DACA has been around for ten years, but no one is celebrating because no permanent solution has been found. Mya Jaradat explained that the Deferred Action for Childhood Arrivals (DACA) “allows some of those who were brought to America by undocumented parents to stay in the country legally and work.” However, “the policy excludes many people in similar circumstances – sometimes even siblings. This situation leads to mixed-status families that live under threat of losing immediate family members to deportation.”
DACA is a program that was put in place under President Barack Obama. Participants in the program are also known as “Dreamers.” They do not have a path to citizenship, and they tend to live in the “shadows” of American life. However, they can attend college or university but without the benefit of federal financial aid. Some states withhold the privilege of driver’s licenses, and they are limited in their choice of professions because they cannot meet the requirements for certification due to their temporary status.

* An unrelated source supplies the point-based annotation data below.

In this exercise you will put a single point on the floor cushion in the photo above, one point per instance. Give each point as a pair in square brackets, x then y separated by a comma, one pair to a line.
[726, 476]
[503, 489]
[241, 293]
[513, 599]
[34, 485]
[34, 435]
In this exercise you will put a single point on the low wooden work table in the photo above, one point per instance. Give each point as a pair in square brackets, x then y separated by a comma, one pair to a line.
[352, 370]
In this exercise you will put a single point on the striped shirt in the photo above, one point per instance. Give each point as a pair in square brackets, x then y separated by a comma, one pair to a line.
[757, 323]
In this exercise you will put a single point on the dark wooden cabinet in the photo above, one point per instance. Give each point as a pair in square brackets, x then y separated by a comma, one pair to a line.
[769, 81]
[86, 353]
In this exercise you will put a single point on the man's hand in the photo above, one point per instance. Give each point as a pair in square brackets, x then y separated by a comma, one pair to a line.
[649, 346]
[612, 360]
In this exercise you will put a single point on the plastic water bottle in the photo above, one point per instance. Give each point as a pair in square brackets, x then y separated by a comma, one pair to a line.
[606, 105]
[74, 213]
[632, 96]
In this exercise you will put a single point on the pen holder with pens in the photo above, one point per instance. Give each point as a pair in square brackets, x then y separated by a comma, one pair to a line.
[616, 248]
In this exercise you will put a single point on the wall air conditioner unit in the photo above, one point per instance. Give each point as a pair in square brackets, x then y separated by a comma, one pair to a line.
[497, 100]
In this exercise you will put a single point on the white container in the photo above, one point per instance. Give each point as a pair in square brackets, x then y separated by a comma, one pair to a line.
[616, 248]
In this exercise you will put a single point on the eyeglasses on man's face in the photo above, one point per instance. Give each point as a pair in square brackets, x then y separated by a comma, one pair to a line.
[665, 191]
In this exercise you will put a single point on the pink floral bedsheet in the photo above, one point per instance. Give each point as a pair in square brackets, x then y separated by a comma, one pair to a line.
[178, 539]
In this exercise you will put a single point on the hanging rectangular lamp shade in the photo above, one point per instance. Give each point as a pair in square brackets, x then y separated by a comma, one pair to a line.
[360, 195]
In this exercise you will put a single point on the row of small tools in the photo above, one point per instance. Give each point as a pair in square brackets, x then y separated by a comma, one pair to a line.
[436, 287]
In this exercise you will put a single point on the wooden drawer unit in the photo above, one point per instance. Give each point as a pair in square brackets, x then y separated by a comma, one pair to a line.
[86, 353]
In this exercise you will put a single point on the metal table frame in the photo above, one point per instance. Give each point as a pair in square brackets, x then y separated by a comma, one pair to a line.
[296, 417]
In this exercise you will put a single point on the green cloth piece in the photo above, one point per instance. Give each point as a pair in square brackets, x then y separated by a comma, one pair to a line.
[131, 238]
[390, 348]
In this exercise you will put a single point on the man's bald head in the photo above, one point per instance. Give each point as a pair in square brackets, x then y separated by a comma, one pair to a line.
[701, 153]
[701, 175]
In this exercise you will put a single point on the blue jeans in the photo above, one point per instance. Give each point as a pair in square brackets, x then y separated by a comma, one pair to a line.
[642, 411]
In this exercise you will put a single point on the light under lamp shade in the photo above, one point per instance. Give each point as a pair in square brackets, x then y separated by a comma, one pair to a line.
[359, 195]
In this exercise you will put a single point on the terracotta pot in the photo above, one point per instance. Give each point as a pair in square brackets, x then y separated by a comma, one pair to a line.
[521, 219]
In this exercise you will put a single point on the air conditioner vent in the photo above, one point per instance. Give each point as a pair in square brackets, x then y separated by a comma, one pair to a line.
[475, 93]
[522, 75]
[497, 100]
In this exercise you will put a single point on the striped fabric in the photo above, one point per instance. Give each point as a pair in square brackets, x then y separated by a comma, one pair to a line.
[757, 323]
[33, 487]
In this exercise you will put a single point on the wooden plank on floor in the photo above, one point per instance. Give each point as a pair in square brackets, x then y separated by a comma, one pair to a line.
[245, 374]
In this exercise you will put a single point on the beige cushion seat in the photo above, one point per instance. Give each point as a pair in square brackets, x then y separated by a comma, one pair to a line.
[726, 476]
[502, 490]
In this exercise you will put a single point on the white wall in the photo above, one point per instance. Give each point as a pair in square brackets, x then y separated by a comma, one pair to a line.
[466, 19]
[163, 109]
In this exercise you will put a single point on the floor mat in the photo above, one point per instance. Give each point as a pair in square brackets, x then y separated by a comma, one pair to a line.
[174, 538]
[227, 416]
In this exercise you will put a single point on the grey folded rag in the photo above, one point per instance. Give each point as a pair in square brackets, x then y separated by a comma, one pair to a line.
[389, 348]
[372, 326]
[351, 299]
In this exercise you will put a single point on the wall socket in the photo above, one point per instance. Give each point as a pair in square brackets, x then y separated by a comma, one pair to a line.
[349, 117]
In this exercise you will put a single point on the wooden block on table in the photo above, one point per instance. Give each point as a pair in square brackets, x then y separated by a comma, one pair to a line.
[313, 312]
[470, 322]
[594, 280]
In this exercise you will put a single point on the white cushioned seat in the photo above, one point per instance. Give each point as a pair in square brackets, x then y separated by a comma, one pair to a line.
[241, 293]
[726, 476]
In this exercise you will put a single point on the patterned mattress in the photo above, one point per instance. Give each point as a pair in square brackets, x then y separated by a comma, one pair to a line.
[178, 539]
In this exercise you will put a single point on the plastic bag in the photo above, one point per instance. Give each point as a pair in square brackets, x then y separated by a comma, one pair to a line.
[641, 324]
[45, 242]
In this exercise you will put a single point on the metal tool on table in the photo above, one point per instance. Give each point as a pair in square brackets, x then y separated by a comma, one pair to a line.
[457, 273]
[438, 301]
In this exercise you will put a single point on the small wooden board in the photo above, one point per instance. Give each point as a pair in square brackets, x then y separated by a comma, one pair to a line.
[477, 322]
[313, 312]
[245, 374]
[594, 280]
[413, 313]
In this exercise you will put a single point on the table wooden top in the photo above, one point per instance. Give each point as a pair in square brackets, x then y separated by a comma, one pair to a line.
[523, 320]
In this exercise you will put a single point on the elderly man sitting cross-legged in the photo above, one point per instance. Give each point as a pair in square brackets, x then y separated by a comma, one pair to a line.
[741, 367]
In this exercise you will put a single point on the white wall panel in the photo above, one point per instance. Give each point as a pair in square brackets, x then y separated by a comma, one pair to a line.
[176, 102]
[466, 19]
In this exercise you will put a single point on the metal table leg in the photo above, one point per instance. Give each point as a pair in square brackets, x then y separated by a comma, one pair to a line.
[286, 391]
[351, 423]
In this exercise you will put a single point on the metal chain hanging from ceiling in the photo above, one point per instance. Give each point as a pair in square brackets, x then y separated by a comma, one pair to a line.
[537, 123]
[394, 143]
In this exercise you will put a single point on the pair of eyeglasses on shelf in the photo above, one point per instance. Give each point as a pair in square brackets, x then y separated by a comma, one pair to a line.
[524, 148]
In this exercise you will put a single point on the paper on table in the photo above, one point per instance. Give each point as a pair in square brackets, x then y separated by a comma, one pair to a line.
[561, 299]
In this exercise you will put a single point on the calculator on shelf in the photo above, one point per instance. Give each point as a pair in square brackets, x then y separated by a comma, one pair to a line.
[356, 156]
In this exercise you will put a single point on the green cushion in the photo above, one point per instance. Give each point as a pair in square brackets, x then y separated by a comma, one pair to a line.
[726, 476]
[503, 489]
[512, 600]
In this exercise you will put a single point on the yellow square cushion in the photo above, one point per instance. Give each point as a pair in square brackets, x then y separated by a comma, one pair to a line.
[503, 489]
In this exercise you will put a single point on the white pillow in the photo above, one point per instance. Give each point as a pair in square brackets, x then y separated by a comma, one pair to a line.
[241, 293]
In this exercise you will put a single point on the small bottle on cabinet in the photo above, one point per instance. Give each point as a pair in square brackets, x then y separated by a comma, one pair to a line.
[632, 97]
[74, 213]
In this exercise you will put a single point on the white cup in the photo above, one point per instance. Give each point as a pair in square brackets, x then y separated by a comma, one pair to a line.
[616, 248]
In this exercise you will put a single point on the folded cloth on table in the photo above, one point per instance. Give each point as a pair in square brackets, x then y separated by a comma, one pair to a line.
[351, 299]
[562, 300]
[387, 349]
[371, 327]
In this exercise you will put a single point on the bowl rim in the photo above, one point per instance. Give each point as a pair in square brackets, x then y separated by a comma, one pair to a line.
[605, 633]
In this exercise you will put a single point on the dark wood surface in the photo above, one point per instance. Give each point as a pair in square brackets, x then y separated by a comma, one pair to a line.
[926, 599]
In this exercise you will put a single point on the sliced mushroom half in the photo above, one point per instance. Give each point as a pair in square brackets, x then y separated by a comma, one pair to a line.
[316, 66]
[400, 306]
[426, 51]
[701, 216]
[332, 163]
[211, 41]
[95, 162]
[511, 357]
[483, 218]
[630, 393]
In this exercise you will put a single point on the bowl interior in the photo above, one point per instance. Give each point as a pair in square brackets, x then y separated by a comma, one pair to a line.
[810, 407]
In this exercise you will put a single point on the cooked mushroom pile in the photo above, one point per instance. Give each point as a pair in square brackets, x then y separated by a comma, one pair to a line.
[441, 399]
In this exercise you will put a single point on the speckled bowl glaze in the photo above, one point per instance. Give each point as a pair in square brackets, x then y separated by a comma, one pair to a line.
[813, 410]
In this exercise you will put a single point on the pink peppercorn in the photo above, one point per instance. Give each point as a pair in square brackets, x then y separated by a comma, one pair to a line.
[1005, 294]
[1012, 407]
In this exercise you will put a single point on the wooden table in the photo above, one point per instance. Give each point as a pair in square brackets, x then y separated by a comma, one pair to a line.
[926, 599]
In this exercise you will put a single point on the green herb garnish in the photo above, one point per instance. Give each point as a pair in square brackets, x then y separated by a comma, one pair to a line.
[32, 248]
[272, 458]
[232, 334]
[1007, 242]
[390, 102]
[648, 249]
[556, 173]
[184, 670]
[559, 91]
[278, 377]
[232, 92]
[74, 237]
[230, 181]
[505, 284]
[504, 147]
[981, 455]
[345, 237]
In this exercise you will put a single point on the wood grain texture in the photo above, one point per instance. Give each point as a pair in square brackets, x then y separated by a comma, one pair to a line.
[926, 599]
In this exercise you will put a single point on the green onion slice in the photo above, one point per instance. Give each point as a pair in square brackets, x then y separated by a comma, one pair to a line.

“Dreamers” have been in limbo since the early days of DACA. Some religious leaders are pushing the government to find “bipartisan solutions that will give DACA holders permanent status.” DACA recipients and their families are uncertain about their future in the United States. Their families include “hundreds of thousands of U.S.-citizen children.” Other religious leaders work for “wide scale immigration reform.” A recent poll by the National Immigration Forum had the following results:
Asked about the potential for bipartisan efforts to “strengthen border security, create a pathway to citizenship for undocumented immigrants who came to the United States as children and ensure a legal, reliable workforce for America’s farmers and ranchers,” 79% of Americans said they support such initiatives….. Most of those surveyed – 72% -- said they would like to see this happen before November 2022 midterm elections.
The same survey found that 81% of white evangelicals – a group that is often depicted as hostile to immigration – said they would support work on a bipartisan package that addresses the three issues of DACA, border security and migrant farmworkers…. Almost the same number of evangelical Protestants support a bipartisan initiative for immigration reform.
I do not support any initiative that rewards illegal entry into the United States with citizenship. However, I could support making the “Dreamers” legal residents. Nevertheless, I believe that the border must be secured first.